Approximately 13% of the country’s gross domestic product (GDP) depends on information and communication technology (ICT), and India’s digital economy accounts for nearly ${\$}$200 billion in economic value annually. The literature has well established the function of ICT in stimulating economic growth. The work focuses on the relationship between the ICT use index and GDP based on the last 30-year time series multivariate data. The variables having a high correlation with respect to GDP has taken for the analysis. This work also forecasts the next 10-year growth in ICT use index and GDP w.r.t each other using machine learning and deep learning models which are linear regression(LR), random forest(RF), temporal convolutional network(TCN), Kalman forecaster(KF), Neural Basis Expansion Analysis for Interpretable Time Series Forecasting (NBEATS) model and transformer model. There are eight performance metrics we have used for model evaluation. The transformer model has been suggested as the best predicting model with the least root mean squared error value of 0.326, mean absolute error of 0.51, mean absolute ranged relative error of 52.592, and so on. This paper also suggested policies to foster the country’s economic growth using ICT.

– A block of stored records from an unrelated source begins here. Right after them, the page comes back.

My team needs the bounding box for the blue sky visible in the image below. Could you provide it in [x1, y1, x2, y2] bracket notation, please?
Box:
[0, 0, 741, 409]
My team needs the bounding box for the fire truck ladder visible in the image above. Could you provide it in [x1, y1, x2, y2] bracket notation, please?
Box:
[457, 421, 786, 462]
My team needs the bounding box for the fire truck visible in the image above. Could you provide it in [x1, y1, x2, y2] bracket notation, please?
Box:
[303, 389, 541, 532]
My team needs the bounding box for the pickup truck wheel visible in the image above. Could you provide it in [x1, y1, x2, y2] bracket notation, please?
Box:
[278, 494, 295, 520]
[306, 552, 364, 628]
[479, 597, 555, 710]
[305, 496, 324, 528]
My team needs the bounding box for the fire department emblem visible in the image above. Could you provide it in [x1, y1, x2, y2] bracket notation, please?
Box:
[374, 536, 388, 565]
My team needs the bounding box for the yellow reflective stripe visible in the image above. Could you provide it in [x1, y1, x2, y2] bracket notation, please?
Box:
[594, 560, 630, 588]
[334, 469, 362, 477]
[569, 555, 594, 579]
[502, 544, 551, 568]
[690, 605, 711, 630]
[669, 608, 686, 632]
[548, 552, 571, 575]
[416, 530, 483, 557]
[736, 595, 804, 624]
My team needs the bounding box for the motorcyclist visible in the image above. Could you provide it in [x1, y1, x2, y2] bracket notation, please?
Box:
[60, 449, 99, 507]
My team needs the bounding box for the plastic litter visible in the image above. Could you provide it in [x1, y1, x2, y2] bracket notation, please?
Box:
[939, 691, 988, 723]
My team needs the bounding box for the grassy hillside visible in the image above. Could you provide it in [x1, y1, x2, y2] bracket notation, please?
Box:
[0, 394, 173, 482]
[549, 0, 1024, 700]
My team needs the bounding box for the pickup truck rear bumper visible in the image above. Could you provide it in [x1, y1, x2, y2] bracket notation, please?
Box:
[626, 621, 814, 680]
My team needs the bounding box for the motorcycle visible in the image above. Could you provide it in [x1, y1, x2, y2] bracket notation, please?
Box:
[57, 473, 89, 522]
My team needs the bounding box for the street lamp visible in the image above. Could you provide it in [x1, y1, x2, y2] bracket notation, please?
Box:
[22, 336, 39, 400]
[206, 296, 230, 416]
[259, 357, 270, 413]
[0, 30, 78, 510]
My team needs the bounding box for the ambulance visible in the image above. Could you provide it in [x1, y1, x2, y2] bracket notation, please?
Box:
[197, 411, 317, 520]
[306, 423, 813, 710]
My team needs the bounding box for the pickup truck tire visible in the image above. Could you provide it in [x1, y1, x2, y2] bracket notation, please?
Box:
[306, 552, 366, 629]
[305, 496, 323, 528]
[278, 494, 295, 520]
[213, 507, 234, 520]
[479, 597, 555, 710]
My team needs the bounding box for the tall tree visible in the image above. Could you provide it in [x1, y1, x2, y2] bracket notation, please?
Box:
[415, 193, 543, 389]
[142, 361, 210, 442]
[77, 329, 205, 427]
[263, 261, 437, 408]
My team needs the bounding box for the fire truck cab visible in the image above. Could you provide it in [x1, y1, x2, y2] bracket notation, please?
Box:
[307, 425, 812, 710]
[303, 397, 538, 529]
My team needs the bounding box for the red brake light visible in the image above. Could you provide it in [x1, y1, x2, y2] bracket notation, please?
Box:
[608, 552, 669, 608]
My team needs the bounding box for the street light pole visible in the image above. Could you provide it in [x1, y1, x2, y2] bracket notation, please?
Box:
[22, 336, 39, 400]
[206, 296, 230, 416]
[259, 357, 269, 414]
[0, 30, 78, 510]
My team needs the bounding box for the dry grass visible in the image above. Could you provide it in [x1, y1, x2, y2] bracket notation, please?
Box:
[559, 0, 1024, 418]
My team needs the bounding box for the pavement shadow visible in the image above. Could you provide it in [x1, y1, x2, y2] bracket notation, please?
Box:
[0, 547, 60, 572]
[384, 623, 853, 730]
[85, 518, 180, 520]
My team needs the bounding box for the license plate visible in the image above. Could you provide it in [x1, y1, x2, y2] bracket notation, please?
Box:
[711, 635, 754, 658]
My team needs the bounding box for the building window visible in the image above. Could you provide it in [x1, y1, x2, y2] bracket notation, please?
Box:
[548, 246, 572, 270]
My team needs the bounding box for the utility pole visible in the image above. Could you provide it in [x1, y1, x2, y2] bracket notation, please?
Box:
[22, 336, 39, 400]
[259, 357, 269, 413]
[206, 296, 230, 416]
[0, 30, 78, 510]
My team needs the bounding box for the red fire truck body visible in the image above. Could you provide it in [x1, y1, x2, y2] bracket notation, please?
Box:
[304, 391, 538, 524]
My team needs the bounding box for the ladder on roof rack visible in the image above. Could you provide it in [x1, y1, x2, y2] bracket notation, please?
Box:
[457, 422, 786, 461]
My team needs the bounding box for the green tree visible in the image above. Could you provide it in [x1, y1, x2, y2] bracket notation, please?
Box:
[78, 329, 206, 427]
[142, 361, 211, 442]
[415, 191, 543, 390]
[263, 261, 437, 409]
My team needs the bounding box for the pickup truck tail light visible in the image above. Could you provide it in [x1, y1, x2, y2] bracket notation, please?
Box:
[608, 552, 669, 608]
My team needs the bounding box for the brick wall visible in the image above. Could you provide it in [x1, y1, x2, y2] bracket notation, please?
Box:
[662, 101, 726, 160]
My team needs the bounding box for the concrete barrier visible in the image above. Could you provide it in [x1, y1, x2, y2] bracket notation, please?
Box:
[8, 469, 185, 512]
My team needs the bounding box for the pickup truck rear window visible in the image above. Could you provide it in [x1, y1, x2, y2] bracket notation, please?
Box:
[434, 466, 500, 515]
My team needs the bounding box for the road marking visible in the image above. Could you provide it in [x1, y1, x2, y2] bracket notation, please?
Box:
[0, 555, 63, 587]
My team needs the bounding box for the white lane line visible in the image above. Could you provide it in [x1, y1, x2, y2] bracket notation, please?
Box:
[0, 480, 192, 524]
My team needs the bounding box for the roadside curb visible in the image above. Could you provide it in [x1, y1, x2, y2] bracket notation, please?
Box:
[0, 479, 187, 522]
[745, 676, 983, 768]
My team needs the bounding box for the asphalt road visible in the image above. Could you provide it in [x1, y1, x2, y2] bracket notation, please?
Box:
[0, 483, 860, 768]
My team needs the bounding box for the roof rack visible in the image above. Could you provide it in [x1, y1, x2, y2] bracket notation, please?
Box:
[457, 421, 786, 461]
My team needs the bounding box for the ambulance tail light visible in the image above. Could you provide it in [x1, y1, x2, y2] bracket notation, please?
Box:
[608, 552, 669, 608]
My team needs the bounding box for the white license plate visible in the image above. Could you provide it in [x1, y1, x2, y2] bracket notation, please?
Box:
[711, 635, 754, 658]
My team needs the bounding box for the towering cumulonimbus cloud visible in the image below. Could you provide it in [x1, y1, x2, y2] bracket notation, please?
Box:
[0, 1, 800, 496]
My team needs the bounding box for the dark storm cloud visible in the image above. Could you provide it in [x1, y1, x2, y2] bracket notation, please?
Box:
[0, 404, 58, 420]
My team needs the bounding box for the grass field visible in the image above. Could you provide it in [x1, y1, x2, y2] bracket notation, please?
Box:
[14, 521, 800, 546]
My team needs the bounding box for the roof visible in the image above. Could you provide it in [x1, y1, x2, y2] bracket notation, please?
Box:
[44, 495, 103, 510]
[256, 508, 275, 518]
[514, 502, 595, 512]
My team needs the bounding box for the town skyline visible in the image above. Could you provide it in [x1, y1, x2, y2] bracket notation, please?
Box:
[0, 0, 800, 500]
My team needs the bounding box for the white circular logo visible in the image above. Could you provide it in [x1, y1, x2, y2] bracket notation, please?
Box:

基于深度学习的印度GDP和ICT增长预测时间序列模型
该国大约13%的国内生产总值(GDP)依赖于信息和通信技术(ICT),印度的数字经济每年占近2000亿美元的经济价值。文献已经很好地确立了信息通信技术在促进经济增长中的作用。本研究的重点是基于近30年时间序列多变量数据的ICT使用指数与GDP之间的关系。选取与GDP高度相关的变量进行分析。这项工作还使用机器学习和深度学习模型预测了未来10年ICT使用指数和GDP的增长,这些模型包括线性回归(LR)、随机森林(RF)、时间卷积网络(TCN)、卡尔曼预测器(KF)、可解释时间序列预测(NBEATS)模型和变压器模型的神经基础扩展分析。我们在模型评估中使用了8个性能指标。变压器模型的均方根误差最小,为0.326,平均绝对误差为0.51,平均绝对极差相对误差为52.592等,是最佳的预测模型。本文还提出了利用信息通信技术促进国家经济增长的政策建议。
本文章由计算机程序翻译,如有差异,请以英文原文为准。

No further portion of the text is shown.